Shortly after the tragic death of NBA legend Kobe Bryant, Gayle King sat down WNBA player Lisa Leslie to discuss her close relationship with Bryant. When a clip surfaced of King questioning Leslie about the fallen athlete's sexual assault case from 2003, many were furious, sparking a public and violent backlash against the veteran journalist.
Snoop Dogg was one of King's loudest critics, using his platform on social media to blast the journalist for even broaching the sensitive subject in the first place. Shortly after CBS shared the controversial clip (which King later claimed had been edited by the network), the rapper shared an angry rant on Instagram. Along with a litany of insults, the hip hop icon also issued a warning to King that many interpreted as a thinly-veiled threat: "Respect the family and back off, bitch — before we come get you."
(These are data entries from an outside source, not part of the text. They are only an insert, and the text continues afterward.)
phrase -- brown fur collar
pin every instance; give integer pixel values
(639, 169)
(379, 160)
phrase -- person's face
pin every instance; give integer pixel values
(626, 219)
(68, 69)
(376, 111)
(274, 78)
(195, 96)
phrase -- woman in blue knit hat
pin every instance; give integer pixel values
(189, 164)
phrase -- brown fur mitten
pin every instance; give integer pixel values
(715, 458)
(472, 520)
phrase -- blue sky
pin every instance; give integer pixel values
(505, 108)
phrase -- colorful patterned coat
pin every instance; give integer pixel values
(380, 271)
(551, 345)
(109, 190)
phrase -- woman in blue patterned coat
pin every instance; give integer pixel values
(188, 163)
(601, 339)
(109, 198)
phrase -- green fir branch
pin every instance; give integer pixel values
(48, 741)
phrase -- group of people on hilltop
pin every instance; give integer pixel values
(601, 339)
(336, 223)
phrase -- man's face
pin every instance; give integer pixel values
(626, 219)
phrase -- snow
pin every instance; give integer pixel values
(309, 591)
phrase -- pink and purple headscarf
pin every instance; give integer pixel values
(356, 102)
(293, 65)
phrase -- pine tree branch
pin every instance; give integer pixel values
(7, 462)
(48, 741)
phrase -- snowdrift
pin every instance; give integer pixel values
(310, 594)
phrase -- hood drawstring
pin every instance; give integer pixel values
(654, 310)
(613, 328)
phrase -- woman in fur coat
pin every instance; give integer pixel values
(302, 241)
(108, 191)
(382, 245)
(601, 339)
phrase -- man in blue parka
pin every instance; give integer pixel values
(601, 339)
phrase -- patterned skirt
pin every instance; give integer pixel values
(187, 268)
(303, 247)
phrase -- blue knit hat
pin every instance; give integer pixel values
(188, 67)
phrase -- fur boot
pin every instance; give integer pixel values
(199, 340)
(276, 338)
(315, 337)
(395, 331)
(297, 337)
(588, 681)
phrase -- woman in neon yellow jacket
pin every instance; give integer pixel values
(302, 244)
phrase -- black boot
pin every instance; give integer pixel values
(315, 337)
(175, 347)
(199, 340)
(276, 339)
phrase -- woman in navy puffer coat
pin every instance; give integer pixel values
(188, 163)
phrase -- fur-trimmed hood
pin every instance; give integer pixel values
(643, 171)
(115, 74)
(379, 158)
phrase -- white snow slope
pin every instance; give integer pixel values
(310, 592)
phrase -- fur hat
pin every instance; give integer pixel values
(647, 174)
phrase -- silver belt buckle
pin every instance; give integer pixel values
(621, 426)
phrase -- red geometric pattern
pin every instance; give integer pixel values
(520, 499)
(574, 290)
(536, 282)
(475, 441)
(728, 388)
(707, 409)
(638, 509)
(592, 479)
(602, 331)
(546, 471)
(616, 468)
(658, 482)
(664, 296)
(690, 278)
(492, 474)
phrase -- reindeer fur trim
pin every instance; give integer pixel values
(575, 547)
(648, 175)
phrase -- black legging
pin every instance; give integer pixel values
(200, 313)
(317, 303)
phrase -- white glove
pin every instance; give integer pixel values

Oprah Winfrey revealed that her best friend was not doing so well following the interview, saying that King had been receiving death threats because of her line of questioning. Days after his tirade went viral, Snoop posted another video clarifying his statements — he would never wish harm on a woman — and apologizing for calling her out of her name.
Queen of healing and good vibes Jada Pinkett Smith invited Snoop to join her and the other Black women in her family at the signature red table to talk through his viral rant on the season three premiere of the popular Facebook series. Pinkett Smith expressed her disappointment in the rapper upon seeing him take down King, prompting Snoop to share his state of mind at the time.
"The whole intent [of the message] was to protect [Vanessa] and those babies, because they're still grieving," Snoop explained. "Let's give them that respect."
"It wasn't what you said — it's how you said it," said Pinkett Smith's mother Adrienne Banfield-Jones. Snoop conceded, saying that he only realized how inappropriate his approach had been after he saw the backlash spread like wildfire across the internet.
"It made me feel like I had too much power," continued Snoop. "And at that time, I felt like I was abusing it...and I had to get it right."
As it turned out, a conversation with his mother showed the rapper that he was out of line; she told Snoop that while she understood his feelings, the 48-year-old had been raised to respect women. The motherly dressing-down (combined with discussions with other powerful Black men like Tyler Perry and Diddy) brought Snoop back to earth, which led him to walk back his comments about King. He also reached out to the journalist's close friends and even sent her a direct message on social media asking to meet up privately to talk things out.
The season three premiere of Red Table Talk also included special appearances from Black women with a special message for Snoop. Life coach and television personality Iyanla Vanzant praised the rapper for being humble enough to right his wrongs, and sports broadcaster Jemele Hill spoke on the importance of the Black community correcting each other in love.
"Black men in this country have been made to feel like a target, and the weight of the pain and hurt that they've absorbed from the world comes back in [Black women's] direction," said Hill. "I think that you apologizing was a really big thing...and you were able to help us push this conversation along in a positive direction."
Snoop acknowledged that he had played a big part in the rampant culture of misogynoir that allowed for the disrespect of Black women, but he's now actively working on changing that culture: "Once you become a grown man, you realize that your words have power."